The screen looms large, gray and blank in front of your eyes. The undisturbed vastness of the lined tablet might as well be the smooth surface of a deep pond over which your pen is poised, just waiting for you to trouble the waters. How will you ever fill the space with thoughts, sentences, paragraphs–a cohesive whole? Why in the world did you ever imagine yourself a writer?
You may feel like you are utterly alone, but every writer I know experiences some variation on this unsettling theme. You sit at your desk ready to begin that great American novel, that pensive poem, or that A+ academic essay. You sit. You sit and stare. You sit and think. You sit and surf the web. You get up and get coffee or tea or wine or water. You get up and walk around. You call your best friend. You may even get up and run the vacuum cleaner or wash the car. Still the empty screen or page waits and affords no escape.

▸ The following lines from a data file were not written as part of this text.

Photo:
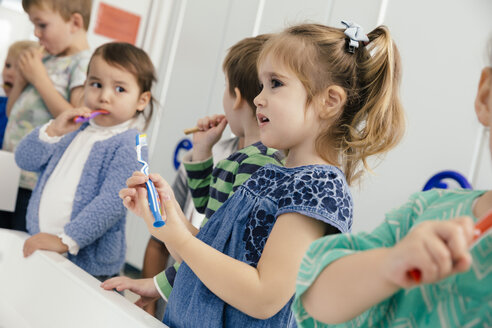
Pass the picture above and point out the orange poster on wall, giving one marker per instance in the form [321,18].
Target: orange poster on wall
[116,23]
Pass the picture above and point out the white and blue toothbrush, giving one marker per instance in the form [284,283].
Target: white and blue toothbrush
[153,197]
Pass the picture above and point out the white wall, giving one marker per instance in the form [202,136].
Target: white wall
[442,56]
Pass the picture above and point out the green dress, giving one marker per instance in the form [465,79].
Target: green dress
[463,300]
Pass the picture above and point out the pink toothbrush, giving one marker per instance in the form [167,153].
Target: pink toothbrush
[80,118]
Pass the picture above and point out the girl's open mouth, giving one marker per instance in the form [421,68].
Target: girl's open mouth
[262,119]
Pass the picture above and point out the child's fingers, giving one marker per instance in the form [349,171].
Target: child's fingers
[168,205]
[441,258]
[137,179]
[118,283]
[160,183]
[468,227]
[456,235]
[127,192]
[141,303]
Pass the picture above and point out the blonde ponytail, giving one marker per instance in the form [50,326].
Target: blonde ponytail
[379,123]
[372,120]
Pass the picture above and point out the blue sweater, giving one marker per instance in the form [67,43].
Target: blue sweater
[97,222]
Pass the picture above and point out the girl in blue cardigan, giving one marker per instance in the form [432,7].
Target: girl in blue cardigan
[75,206]
[330,97]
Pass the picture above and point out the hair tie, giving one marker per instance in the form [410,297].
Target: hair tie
[356,34]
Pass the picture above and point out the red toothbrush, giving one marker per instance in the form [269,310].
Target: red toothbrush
[481,229]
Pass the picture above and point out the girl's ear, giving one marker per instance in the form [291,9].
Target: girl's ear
[239,98]
[333,100]
[483,99]
[143,101]
[77,21]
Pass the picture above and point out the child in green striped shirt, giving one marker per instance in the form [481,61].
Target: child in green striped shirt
[210,187]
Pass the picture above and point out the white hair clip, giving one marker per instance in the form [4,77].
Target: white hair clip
[356,34]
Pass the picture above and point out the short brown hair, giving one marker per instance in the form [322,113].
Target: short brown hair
[240,67]
[66,8]
[133,60]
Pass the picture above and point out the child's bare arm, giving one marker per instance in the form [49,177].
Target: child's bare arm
[19,85]
[352,284]
[259,292]
[44,241]
[211,129]
[33,70]
[145,288]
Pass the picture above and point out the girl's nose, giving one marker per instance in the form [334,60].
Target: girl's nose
[37,32]
[104,95]
[259,100]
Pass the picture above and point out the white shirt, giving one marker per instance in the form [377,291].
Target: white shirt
[55,207]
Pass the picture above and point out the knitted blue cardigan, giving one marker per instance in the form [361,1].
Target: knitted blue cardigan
[97,222]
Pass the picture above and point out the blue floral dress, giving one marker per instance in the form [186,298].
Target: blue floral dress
[240,229]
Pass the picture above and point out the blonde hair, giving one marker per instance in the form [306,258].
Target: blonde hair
[372,119]
[16,48]
[66,8]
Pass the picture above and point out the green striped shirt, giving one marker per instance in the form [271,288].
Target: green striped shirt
[462,300]
[210,188]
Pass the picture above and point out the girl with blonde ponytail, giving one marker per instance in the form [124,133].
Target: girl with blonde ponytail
[330,102]
[429,263]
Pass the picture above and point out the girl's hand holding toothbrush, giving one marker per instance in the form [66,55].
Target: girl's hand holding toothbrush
[437,249]
[135,199]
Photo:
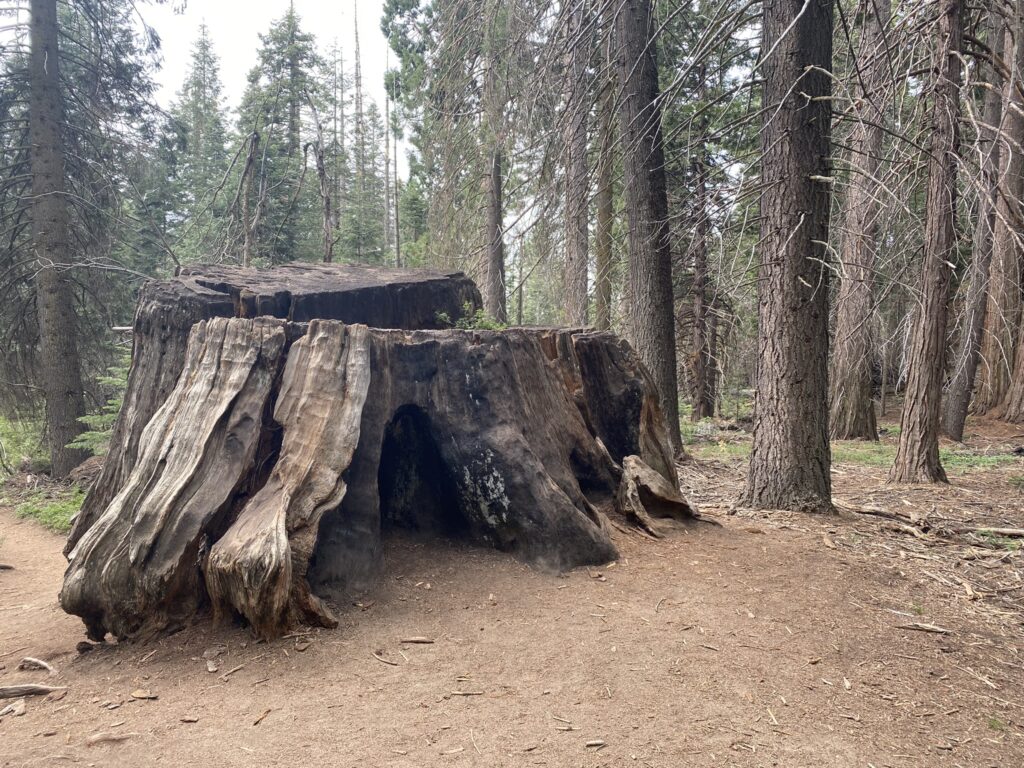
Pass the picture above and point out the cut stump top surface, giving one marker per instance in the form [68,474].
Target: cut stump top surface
[376,296]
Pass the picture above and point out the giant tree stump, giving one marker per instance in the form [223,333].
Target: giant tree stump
[266,476]
[167,310]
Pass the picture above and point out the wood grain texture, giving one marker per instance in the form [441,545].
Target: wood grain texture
[285,452]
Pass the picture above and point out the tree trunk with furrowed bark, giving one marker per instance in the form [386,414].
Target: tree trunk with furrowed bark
[918,453]
[791,460]
[852,408]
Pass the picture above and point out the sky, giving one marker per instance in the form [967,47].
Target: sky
[235,28]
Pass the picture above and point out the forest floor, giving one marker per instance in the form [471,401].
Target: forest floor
[770,639]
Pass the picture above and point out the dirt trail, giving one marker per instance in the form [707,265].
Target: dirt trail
[752,644]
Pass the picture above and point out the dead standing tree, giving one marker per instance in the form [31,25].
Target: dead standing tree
[918,453]
[852,408]
[276,451]
[790,461]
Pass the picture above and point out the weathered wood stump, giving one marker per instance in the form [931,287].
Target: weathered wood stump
[264,478]
[167,310]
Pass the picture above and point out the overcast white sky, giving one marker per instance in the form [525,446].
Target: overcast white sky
[236,25]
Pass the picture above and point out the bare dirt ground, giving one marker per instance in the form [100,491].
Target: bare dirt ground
[772,639]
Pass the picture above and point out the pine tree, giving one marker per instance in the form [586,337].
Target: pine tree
[198,157]
[283,211]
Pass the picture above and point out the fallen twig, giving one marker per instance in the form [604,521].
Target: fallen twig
[36,664]
[919,627]
[29,689]
[102,736]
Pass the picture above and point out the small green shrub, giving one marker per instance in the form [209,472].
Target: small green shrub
[19,441]
[471,321]
[52,508]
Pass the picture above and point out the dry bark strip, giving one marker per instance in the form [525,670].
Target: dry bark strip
[265,479]
[325,386]
[136,568]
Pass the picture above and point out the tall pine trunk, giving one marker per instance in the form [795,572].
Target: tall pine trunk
[495,301]
[790,460]
[918,453]
[650,321]
[965,367]
[59,369]
[605,192]
[1010,214]
[577,179]
[704,373]
[852,409]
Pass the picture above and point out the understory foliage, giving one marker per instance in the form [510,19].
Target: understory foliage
[487,109]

Here’s the deal; if you want to write you have to do just that. Words must be put on paper or typed on the keyboard. I don’t care if you write “I have nothing to say; this is complete lunacy” 100 or 1000 times, the idea is to prime the pump, clean the pipes, and warm the imagination until the creativity starts to flow like honey.
Don’t worry if your words aren’t perfect. Don’t edit yourself. Don’t stop. Just write. Most of the time an idea will come, a seed will be sown, a story will appear as long as you persevere. There may only be one good sentence out of 500 words, but that sentence may be the gateway to an amazing story or a complex character, or the genesis of a twisting plot.
Our logical, linear brains suggest starting at the beginning, but I say–nah, just begin. Why not start with the image of crazy Uncle Leo pulling plastic bags out of his coat pockets and stuffing them full of treats from the dessert table at the community picnic. Let your words develop Uncle Leo’s character and explore why he feels the need to snitch some snacks for later.
If you’re working on an academic essay about preventing adult onset diabetes, simply start writing the questions you have about the topic. Then take your questions and start your research.
Regardless of the topic, the style, or mode of writing, one simple act will get you going. Just begin. Put your fingers to the keyboard or your pen to paper. It may be positively awful, but the more you write the easier it will become. You never know; that awful paragraph might be followed by a real gem.
What are your best tips for countering writer’s block?